I want to begin with the premise that literature is the data of literary studies. The OED tells us that the term “data,” from classical Latin, refers to “an item of information” and to “related items of (chiefly numerical) information considered collectively, typically obtained by scientific work and used for reference, analysis or calculation.”
To say literature is the data of literary studies, then, is to understand it, first, as something given or obtained for analysis and, second, as something made the basis of reasoning. Although these two understandings are often entwined, I want to draw a bolder line between reasoning and analyzing. I wonder about the potential payoff of considering literature to be data in one sense (as that which forms the basis of reasoning) yet not in the other (as that which we analyze). What would happen if literature were understood to constitute the ground for thinking without being itself the primary object of analysis?
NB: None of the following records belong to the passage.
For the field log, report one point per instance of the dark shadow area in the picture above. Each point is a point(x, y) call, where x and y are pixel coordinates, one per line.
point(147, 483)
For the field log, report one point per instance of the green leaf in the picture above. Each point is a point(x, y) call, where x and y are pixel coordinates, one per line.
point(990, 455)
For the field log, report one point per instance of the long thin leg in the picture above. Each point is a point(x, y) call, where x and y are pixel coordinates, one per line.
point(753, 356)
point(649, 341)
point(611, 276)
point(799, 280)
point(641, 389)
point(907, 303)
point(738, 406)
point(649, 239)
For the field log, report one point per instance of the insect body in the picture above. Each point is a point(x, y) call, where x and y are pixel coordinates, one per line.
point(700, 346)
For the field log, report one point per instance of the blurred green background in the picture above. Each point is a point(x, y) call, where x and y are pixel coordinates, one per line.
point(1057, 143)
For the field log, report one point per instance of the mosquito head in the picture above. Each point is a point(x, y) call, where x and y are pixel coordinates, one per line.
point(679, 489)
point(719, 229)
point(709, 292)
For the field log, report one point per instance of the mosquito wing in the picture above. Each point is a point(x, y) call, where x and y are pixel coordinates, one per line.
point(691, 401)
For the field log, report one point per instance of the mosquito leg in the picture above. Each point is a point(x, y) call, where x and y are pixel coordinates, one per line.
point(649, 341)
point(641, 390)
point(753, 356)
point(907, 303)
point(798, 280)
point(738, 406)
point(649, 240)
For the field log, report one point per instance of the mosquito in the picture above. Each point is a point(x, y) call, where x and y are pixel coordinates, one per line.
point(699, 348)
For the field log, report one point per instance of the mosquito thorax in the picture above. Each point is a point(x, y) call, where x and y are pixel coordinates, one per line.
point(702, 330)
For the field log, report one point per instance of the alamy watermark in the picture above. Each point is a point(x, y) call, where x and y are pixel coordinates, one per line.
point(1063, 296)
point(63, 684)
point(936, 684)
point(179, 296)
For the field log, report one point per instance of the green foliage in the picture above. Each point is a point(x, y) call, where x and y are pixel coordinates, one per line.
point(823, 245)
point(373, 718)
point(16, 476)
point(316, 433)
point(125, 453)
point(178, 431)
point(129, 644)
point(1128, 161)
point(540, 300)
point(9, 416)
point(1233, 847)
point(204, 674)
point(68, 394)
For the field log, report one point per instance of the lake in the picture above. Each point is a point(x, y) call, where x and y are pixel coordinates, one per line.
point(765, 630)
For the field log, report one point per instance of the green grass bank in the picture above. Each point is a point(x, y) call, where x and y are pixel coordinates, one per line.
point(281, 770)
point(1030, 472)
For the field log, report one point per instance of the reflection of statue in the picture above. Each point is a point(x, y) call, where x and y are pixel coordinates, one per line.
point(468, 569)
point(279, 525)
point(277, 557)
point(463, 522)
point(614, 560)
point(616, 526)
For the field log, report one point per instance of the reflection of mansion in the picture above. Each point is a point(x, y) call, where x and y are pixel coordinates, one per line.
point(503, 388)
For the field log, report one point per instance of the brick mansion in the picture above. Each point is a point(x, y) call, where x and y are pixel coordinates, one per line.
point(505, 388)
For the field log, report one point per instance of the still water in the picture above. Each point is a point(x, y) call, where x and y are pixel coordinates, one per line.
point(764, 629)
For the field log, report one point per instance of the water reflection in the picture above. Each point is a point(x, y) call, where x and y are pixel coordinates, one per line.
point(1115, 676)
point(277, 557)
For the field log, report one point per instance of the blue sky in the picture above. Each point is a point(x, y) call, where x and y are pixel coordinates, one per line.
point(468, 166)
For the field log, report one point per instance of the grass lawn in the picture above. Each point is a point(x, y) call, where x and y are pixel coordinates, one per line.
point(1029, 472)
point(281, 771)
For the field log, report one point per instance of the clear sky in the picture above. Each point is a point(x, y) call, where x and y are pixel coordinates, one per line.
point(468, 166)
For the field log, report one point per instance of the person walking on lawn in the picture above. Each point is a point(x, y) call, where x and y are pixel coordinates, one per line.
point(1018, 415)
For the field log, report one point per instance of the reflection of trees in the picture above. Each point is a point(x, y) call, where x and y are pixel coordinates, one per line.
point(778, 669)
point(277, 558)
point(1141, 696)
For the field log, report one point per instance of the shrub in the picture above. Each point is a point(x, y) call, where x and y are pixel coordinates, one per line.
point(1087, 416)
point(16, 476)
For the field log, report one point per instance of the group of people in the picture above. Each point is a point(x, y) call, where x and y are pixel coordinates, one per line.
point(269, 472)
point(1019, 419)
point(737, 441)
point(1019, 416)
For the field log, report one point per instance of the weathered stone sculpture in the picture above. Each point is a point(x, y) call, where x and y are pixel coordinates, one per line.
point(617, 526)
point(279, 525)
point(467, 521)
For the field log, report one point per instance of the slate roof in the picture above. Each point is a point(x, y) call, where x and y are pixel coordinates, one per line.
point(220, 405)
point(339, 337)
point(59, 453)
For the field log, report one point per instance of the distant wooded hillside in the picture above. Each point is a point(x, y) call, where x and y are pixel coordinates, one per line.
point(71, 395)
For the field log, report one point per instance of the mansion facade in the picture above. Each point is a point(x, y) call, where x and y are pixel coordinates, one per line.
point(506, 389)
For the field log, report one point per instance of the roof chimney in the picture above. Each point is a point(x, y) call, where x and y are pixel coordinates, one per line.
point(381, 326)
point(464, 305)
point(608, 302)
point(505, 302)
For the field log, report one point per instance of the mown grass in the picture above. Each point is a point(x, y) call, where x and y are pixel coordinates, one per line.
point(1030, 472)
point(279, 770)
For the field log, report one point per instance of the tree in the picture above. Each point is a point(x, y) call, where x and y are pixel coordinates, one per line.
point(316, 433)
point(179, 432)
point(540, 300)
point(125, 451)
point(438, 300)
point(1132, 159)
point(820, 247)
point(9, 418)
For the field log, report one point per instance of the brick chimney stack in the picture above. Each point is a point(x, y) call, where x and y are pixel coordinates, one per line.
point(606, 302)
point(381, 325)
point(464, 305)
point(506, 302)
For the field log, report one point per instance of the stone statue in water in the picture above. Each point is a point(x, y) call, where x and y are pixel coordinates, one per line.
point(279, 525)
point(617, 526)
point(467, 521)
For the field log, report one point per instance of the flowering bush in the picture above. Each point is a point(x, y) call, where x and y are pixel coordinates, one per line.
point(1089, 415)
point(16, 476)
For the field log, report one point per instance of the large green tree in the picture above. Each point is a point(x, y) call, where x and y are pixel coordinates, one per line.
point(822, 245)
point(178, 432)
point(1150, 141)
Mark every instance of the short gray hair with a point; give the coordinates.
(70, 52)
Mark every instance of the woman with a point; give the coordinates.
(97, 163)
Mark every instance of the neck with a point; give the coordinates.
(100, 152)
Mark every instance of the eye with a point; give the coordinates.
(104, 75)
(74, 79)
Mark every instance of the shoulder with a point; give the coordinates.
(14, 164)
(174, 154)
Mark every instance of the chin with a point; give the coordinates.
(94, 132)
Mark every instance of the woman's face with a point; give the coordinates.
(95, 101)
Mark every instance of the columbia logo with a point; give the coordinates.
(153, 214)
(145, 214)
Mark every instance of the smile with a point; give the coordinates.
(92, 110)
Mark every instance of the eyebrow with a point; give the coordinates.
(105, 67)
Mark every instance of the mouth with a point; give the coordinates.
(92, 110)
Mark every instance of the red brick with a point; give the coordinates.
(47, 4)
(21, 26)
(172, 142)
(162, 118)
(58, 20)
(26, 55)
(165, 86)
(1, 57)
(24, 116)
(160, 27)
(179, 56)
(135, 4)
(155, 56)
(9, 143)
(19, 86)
This question was prompted for me by this panel and by recent work at the intersection of sociology and literary studies. I am thinking of scholars such as Rita Felski and Heather Love who have found the work of sociologists like Bruno Latour and Erving Goffman to be methodologically provocative.
Across the disciplinary divide, I want to receive Latour’s engagement with the literary as a challenge to think of literature as data in the broadest sense—as not merely something given or obtained for analysis but as something that constitutes the basis for reasoned inquiry into the philosophical and sociological questions that matter to us. I want to read literature, in other words, as both a primary source and a conceptual resource.